Protection from conflict

States shall take all feasible measures to ensure that children under 15 years of age have no direct part in hostilities. No child below 15 shall be recruited into the
armed forces.

Article 39

Rehabilitative care

The State has an obligation to ensure that child victims of armed conflicts, torture, maltreatment or exploitation receive appropriate treatment for their recovery and social reintegration.

Article 40

Juvenile justice

A child in conflict with the law has the right to treatment that promotes the child’s sense of dignity and worth, takes the child’s age into account and aims at his or her defence

Article 41

Relevant higher national standards

If a country has laws and standards that go further than the present Convention, then the country must keep these laws.

Article 42

Knowledge of these rights

Governments must actively work to make sure children and adults know about the Convention.

Articles 43 - 54

Input from adults and governments

Articles 43 - 54 are about how adults and governments must work together to make sure all children can enjoy all their rights.
DOWNLOAD CHILD RIGHTS

The four fundamental principles

The UN Convention on the Rights of the Child is guided by four fundamental principles

1. Non-discrimination

All children should have equal opportunities and are of equal worth regardless of ethnicity, gender, language, religion, wealth or ability.

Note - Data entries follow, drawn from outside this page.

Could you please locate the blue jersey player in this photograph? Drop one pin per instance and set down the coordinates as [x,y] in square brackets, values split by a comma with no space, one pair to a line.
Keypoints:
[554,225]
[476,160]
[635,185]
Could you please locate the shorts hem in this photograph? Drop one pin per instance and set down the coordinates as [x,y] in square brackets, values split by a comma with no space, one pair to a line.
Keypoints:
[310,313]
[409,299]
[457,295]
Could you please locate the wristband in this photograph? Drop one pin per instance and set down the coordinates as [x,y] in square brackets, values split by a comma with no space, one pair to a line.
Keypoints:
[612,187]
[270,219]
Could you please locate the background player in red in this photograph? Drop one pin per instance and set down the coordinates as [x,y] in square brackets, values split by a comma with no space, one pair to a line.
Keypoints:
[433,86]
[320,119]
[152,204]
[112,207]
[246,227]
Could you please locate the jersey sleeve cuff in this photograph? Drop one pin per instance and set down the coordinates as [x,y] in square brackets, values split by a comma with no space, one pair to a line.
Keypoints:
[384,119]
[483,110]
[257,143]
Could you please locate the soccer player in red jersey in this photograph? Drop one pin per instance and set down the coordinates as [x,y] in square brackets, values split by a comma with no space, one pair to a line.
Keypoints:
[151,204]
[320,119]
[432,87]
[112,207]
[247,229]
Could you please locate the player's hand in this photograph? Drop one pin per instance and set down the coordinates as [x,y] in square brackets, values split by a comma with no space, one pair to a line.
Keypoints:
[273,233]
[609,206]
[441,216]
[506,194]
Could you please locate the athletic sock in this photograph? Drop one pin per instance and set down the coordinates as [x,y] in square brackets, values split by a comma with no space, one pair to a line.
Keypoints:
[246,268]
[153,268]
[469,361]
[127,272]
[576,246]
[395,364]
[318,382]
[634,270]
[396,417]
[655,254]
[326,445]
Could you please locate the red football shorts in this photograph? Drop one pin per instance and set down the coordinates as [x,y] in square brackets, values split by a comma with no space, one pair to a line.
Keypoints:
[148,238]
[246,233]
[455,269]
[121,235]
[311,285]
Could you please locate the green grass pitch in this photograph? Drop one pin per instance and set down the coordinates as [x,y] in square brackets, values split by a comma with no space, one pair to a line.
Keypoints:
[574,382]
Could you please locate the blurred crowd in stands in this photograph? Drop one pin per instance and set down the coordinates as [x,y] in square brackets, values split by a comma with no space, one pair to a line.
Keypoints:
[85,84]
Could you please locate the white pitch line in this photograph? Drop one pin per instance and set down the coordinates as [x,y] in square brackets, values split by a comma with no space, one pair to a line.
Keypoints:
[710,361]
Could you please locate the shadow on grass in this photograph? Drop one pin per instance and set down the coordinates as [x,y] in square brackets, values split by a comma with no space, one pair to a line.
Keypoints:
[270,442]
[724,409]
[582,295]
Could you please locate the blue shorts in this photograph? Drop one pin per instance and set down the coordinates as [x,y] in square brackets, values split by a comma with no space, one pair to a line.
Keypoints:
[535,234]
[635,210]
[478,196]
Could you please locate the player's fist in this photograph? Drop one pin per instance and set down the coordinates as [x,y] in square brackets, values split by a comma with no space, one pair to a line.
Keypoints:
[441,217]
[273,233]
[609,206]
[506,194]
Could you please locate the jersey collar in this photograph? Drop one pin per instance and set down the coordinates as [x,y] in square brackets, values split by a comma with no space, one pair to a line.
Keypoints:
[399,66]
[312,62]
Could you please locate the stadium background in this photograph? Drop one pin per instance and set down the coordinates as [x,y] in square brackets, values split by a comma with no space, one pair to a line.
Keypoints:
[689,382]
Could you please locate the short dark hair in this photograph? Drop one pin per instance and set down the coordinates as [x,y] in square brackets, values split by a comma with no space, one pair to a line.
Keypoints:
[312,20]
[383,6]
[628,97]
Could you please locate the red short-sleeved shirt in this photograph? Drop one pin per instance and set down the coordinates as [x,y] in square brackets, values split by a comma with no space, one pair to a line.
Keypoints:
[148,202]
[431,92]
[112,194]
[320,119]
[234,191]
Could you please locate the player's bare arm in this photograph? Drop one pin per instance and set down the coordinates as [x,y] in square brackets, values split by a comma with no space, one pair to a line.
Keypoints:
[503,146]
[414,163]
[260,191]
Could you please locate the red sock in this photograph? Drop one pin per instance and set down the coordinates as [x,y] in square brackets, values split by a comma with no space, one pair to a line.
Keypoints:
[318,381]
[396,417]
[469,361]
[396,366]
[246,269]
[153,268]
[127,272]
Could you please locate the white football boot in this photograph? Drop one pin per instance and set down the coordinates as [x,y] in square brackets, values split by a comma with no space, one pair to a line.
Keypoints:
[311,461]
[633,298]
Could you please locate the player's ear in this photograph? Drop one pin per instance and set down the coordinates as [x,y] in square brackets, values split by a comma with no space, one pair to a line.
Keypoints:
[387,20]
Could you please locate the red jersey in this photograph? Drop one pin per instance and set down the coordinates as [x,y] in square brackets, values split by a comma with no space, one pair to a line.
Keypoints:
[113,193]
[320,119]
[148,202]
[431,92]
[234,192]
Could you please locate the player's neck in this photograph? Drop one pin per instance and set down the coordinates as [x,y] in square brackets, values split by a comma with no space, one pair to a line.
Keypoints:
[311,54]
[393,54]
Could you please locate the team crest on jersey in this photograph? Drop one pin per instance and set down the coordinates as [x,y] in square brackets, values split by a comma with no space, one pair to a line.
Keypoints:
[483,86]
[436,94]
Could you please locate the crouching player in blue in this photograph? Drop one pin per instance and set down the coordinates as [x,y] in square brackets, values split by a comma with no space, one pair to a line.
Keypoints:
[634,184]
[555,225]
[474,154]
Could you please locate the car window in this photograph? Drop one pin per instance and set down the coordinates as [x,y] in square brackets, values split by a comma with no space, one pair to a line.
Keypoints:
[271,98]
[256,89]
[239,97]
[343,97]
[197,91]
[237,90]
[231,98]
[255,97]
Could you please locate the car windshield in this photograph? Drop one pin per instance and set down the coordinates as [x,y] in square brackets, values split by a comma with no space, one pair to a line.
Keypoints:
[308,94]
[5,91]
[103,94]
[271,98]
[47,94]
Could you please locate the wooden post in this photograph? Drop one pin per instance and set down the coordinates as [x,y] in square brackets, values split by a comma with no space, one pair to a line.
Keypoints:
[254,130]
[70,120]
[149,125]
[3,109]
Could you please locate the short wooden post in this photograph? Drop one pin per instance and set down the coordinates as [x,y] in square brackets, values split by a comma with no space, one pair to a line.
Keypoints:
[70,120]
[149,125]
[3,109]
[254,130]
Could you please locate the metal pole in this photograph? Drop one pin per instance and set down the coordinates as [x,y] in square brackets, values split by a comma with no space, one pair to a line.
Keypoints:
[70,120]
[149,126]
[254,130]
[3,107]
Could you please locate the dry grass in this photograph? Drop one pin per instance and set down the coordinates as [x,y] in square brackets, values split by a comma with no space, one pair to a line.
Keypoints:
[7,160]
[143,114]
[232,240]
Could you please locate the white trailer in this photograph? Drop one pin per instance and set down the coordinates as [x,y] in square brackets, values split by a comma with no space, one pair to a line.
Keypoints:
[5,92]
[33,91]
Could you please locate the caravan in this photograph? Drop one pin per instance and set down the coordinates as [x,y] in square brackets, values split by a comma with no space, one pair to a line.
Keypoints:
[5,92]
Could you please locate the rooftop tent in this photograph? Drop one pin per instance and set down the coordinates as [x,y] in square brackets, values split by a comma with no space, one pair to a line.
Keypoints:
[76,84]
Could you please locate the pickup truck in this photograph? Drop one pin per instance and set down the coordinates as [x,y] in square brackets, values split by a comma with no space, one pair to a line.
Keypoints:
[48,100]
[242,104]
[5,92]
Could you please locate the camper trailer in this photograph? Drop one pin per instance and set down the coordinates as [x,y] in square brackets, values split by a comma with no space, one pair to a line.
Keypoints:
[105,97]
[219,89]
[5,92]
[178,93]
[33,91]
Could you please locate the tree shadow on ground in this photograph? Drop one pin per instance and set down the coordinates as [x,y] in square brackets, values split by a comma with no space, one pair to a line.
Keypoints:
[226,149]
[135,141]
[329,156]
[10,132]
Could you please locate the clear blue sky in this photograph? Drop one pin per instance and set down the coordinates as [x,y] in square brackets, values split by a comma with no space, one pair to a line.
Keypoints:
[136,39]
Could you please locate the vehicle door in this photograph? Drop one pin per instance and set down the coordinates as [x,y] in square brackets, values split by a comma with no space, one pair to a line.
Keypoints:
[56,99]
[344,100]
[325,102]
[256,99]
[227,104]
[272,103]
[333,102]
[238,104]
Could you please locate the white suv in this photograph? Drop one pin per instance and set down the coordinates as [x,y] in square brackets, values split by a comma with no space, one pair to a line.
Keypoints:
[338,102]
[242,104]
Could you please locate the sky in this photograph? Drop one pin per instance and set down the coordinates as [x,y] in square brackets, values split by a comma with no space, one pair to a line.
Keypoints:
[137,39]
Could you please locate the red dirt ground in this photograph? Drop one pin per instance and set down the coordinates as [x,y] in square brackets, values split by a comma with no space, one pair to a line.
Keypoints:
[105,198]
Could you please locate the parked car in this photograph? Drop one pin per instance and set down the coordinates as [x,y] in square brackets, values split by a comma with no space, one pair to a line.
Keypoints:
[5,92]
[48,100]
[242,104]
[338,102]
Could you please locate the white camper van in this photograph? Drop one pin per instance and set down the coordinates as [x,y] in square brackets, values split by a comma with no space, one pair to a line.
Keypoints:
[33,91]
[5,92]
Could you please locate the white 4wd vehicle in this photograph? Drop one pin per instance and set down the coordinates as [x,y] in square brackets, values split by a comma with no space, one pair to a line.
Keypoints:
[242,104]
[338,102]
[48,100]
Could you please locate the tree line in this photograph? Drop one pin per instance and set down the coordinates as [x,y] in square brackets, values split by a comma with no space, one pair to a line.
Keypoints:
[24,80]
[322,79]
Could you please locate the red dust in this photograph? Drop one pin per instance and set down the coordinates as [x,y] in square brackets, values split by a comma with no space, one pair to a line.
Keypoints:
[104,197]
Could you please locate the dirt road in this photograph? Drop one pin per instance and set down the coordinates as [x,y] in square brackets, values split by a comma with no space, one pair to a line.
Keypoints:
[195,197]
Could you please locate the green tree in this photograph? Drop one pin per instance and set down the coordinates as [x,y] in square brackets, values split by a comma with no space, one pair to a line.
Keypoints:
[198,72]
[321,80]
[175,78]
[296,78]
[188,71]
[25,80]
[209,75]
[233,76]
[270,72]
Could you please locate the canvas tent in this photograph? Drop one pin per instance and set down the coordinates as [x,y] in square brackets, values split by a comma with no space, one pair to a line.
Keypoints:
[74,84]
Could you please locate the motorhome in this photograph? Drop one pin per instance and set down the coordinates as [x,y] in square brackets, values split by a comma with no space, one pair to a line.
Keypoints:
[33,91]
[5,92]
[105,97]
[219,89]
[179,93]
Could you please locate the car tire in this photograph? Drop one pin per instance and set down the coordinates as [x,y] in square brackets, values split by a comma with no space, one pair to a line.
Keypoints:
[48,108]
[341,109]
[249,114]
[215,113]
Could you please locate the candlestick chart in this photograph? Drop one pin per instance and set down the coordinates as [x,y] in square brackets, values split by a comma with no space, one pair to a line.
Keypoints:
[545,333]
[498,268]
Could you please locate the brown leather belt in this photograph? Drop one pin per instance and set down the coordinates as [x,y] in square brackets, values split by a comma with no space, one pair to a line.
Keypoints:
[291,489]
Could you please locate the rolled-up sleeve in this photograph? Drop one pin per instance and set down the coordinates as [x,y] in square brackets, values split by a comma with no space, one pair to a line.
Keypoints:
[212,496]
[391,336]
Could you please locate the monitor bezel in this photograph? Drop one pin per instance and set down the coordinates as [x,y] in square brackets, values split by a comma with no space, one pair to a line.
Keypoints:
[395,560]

2. The best interests of the child

Laws and actions affecting children should put their interests first and benefit them in the best possible way.

3. Survival, development, and protection

Authorities in each country have the responsibility to protect children and help ensure their full development—physically, spiritually, culturally, and socially.

4. Participation

Children have a right to have their say in decisions that affect them and to have their opinions taken into account.

Click the download button above for the full text of the UN Convention on the Rights
of the Child, or read New Zealand's bilingual summary of the Convention here.

New Zealand Government Agreement

New Zealand ratified the UN Convention on the Rights of the Child on the 13th March 1993.  This means the NZ Government has agreed the best interests of the child must come first where decisions, laws or services involve children. New Zealand submitted its Fifth Periodic Report to the Committee on the Rights of the Child on 5th May 2015.